Automat, 1927 by Edward Hopper
The painting portrays a lone woman staring into a cup of coffee in an Automat at night. The reflection of identical rows of light fixtures stretches out through the night-blackened window.
Hopper's wife, Jo, served as the model for the woman. However, Hopper altered her face to make her younger (Jo was 44 in 1927). He also altered her figure; Jo was a curvy, full-figured woman, while one critic has described the woman in the painting as "'boyish' (that is, flat-chested)".
As is often the case in Hopper's paintings, both the woman's circumstances and her mood are ambiguous. She is well-dressed and is wearing makeup, which could indicate either that she is on her way to or from work at a job where personal appearance is important, or that she is on her way to or from a social occasion.
She has removed only one glove, which may indicate either that she is distracted, that she is in a hurry and can stop only for a moment, or simply that she has just come in from outside, and has not yet warmed up. But the latter
possibility seems unlikely, for there is a small empty plate on the table, in front of her cup and saucer, suggesting that she may have eaten a snack and been sitting at this spot for some time.
The time of year—late autumn or winter—is evident from the fact that the woman is warmly dressed. But the time of day is unclear, since days are short at this time of year. It is possible, for example, that it is just after sunset, and
early enough in the evening that the automat could be the spot at which she has arranged to rendezvous with a friend. Or it could be late at night, after the woman has completed a shift at work. Or again, it could be early in the morning,
before sunrise, as a shift is about to start.

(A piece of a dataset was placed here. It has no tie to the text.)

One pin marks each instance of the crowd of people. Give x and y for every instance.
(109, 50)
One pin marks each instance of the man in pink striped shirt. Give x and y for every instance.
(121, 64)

Whatever the hour, the restaurant appears to be largely empty and there are no signs of activity (or of any life at all) on the street outside. This adds to the sense of loneliness, and has caused the painting to be popularly associated
with the concept of urban alienation. One critic has observed that, in a pose typical of Hopper's melancholic subjects, "the woman's eyes are downcast and her thoughts turned inward." Another critic has described her as "gazing at her
coffee cup as if it were the last thing in the world she could hold on to." In 1995, Time magazine used Automat as the cover image for a story about stress and depression in the 20th century.
The presence of a chairback in the lower right-hand corner of the canvas suggests that the viewer is sitting at a nearby table, from which vantage-point a stranger might be able to glance, uninvited, upon the woman.
In an innovative twist, Hopper made the woman’s legs the brightest spot in the painting, thereby "turning her into an object of desire" and "making the viewer a voyeur." By today’s standards this description seems overstated, but in 1927
the public display of women’s legs was still a relatively novel phenomenon.
Hopper would make the crossed legs of a female subject the brightest spot on an otherwise dark canvas in a number of later paintings, including Compartment C, Car 293 (1938) and Hotel Lobby (1943). The female subject of his 1931 painting Barber
Shop is also in a pose similar to the woman in Automat, and the viewer's image of her is similarly bisected by a table. But the placing of the subject in a bright, populated place, at midday, makes the woman less isolated and vulnerable, and hence
the viewer's gaze seems less intrusive.